But also the generic forms of Levothyroxine all vary and can act differently due to the different fillers etc in them?
So the new patient if they don’t get on well with one version of T4, may just need to try a different brand rather than increasing or adding t3 or switching to other meds?
Some people only get on well with one brand. Obviously trial and error finding which is best for you
Personally I stick to Mercury Pharma. Others stick on Activis, Wochart etc
Many patients really don't get on at all well with Teva brand . But if lactose intolerant Teva is only lactose free brand apart from liquid Levothyroxine which is expensive so GP's very reluctant to offer it.

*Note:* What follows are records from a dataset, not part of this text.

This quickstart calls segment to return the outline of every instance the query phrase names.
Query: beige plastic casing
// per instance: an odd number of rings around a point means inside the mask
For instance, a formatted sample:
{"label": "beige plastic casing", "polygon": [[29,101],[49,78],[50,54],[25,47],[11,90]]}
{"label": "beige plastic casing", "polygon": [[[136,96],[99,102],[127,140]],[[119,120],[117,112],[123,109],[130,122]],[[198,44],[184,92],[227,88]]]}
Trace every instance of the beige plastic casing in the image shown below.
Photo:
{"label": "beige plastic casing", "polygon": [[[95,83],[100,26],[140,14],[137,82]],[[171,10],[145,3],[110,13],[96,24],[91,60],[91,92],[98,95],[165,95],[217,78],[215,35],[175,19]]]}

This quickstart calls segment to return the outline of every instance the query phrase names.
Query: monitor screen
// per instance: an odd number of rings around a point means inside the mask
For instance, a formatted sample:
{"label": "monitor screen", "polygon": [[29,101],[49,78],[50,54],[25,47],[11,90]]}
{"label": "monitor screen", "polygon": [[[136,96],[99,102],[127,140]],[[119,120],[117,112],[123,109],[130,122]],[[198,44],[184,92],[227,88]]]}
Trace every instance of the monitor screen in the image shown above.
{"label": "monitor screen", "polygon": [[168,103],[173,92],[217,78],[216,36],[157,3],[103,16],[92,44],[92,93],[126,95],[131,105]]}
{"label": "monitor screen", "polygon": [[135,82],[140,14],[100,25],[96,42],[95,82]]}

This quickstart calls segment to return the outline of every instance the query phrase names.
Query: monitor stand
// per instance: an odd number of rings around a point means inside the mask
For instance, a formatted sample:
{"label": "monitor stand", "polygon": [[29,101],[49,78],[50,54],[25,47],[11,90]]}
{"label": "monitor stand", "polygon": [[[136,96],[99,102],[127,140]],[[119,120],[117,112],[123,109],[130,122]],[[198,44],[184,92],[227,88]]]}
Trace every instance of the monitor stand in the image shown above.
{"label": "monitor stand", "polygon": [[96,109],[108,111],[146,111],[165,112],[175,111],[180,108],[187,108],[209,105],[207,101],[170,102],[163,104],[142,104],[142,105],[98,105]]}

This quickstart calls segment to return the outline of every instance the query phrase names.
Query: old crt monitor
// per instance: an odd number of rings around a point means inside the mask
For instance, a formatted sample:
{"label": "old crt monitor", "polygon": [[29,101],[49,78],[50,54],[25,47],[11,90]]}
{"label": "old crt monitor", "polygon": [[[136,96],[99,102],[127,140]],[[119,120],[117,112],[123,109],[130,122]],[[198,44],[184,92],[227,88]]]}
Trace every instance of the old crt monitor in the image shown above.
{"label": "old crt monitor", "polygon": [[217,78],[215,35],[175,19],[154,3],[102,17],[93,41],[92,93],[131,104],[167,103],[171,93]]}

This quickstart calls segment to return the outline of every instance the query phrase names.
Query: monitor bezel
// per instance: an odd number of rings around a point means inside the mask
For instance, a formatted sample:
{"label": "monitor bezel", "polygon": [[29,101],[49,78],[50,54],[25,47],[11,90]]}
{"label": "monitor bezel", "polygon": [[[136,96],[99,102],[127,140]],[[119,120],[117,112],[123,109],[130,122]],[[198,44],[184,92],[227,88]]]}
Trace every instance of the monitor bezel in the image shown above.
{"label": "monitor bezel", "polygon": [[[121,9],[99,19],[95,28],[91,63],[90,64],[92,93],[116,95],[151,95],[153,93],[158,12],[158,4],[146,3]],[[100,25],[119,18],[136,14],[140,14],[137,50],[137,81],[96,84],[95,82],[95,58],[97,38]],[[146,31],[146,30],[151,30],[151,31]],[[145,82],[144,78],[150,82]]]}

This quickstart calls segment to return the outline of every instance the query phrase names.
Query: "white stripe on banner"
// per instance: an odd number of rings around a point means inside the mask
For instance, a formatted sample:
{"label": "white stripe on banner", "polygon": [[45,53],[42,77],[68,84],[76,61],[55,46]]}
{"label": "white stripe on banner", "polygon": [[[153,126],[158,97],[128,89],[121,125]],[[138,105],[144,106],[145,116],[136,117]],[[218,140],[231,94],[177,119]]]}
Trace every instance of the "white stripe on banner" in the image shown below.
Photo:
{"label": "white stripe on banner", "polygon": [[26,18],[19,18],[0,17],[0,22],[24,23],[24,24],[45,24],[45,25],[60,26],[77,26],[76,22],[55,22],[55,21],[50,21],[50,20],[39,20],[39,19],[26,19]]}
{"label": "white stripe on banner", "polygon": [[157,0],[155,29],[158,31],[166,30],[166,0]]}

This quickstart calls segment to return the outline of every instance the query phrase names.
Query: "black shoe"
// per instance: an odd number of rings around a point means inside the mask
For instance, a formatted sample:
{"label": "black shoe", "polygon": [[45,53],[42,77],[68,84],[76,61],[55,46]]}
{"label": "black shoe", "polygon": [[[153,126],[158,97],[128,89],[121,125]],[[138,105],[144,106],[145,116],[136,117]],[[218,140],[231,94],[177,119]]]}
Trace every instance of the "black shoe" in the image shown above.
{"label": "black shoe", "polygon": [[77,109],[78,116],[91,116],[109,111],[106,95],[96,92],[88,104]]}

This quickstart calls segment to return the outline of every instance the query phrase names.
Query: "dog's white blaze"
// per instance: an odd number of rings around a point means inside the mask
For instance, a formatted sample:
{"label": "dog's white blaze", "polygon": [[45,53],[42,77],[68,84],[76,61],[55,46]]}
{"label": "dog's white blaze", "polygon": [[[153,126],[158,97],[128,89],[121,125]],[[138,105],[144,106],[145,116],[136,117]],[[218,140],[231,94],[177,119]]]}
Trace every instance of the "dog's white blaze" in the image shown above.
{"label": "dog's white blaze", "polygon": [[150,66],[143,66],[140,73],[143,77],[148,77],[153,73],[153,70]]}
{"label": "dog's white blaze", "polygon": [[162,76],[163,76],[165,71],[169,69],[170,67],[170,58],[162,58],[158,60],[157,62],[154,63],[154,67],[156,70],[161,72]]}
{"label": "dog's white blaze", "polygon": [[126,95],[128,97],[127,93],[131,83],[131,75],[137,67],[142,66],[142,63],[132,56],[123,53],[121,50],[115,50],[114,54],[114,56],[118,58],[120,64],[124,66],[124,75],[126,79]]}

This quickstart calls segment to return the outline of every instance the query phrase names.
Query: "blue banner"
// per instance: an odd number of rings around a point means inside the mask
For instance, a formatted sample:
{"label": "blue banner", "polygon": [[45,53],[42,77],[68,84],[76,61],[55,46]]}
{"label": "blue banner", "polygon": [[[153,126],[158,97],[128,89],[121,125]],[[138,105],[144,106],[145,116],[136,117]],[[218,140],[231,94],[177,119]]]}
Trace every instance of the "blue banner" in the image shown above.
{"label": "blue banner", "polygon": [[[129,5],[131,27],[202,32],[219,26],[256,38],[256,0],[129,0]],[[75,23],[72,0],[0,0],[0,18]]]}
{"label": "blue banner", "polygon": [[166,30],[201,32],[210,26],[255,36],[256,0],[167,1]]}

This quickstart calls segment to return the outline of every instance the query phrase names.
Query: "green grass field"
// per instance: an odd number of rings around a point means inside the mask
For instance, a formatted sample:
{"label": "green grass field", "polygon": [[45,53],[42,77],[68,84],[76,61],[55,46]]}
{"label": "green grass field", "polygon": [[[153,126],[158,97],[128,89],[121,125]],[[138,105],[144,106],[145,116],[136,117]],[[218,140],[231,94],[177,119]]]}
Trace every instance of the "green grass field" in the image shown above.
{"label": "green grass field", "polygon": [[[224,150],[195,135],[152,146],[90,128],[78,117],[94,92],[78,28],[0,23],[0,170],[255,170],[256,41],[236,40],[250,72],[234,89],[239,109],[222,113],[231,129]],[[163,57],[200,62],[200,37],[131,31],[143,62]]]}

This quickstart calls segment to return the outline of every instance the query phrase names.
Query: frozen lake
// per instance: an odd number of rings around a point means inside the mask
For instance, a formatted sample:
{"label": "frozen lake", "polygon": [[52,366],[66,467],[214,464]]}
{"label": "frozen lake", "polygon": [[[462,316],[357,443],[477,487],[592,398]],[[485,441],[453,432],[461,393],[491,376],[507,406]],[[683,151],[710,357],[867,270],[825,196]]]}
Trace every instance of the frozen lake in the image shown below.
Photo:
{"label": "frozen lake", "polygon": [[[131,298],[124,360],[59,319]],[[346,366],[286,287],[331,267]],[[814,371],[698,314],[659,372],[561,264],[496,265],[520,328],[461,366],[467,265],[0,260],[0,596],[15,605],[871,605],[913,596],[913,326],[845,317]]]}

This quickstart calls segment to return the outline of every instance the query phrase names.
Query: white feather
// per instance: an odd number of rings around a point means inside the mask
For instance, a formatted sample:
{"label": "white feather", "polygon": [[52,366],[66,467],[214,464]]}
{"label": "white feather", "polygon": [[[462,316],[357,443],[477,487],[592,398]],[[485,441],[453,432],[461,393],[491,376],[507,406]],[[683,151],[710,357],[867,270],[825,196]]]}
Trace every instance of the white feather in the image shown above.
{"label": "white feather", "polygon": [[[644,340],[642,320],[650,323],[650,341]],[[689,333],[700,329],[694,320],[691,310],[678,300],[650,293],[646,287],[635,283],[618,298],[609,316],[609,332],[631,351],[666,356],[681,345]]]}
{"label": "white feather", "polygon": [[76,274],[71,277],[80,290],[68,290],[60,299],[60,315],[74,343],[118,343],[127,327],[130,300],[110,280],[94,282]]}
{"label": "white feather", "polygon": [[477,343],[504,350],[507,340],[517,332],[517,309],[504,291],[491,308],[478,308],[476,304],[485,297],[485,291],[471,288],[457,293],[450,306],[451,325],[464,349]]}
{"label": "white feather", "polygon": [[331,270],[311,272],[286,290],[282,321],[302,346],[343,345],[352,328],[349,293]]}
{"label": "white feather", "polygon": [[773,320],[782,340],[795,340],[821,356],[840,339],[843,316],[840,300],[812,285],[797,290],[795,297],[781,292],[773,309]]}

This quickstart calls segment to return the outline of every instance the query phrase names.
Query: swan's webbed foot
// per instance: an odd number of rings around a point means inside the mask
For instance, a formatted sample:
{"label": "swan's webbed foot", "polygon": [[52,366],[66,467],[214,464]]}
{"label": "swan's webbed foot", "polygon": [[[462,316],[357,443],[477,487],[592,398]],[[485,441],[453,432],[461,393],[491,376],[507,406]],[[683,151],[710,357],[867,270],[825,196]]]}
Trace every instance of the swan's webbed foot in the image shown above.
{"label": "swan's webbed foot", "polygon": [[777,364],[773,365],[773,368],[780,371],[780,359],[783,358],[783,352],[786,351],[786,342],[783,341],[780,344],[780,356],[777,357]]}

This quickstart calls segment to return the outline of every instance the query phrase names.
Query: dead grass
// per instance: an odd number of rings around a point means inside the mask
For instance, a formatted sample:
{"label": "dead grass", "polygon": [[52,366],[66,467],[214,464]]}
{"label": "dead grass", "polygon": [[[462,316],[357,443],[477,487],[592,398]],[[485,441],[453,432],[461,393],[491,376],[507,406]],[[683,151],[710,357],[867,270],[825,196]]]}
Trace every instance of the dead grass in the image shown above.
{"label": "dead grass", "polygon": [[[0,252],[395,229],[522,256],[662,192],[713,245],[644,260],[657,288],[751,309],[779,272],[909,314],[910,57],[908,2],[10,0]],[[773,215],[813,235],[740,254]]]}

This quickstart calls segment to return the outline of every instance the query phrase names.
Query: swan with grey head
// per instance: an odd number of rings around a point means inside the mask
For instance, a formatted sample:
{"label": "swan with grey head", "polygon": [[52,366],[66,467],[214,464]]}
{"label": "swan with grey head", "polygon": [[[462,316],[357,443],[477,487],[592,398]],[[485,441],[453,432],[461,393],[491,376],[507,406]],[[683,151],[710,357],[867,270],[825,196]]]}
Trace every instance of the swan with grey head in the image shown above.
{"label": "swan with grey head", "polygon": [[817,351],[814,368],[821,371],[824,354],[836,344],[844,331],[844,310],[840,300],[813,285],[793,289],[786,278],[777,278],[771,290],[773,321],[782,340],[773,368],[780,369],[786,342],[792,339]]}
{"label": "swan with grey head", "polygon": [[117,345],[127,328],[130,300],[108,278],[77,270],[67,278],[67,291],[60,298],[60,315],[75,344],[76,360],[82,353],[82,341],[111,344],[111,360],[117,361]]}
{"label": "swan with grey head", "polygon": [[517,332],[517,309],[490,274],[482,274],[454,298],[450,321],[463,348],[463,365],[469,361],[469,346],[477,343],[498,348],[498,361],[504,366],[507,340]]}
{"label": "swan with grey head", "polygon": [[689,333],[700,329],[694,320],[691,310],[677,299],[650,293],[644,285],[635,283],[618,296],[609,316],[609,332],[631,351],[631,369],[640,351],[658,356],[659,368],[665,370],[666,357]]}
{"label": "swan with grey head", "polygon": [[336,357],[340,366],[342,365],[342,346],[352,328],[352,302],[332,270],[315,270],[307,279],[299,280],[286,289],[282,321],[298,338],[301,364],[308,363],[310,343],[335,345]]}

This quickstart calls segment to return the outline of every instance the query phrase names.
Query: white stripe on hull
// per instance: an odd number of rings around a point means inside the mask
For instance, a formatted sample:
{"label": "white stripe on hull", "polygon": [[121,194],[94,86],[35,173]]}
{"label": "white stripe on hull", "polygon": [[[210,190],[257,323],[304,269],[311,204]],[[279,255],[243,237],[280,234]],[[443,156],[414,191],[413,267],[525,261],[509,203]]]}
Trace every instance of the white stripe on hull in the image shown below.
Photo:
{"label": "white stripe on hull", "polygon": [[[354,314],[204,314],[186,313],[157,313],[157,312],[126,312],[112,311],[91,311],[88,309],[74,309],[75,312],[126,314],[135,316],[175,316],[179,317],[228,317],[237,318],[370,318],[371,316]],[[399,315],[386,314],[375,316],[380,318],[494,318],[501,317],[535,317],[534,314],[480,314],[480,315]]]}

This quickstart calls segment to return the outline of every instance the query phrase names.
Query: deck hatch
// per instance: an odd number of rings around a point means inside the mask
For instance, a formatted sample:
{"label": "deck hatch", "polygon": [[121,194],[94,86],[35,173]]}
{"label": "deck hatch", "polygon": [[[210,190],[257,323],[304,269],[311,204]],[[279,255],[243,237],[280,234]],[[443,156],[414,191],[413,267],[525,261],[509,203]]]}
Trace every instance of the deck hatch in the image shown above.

Even if you don't notice much difference between brands they give different effectiveness at apparently identical dose (so they are not bio equivalent). So if change brand of Levothyroxine you need bloods tested 6-8 weeks after
Thanks for reply SlowDragon, my query suitably answered but since then I have had even more frustration so am gonna ask for a bit more of your knowledge! although Eltroxin supposedly exists now, it is impossible for me to get any. So I asked the Doc to insist on Mercury pharma variety so that at least we are in the right lane so to speak but..... to get any from pharmacy is proving impossible. Have been to four different chemists, independent as well as Lloyds to be told everything from 'they are all the same' to ' it is up to the wholesalers as to what we can get' to ' cost determines the brand you get'.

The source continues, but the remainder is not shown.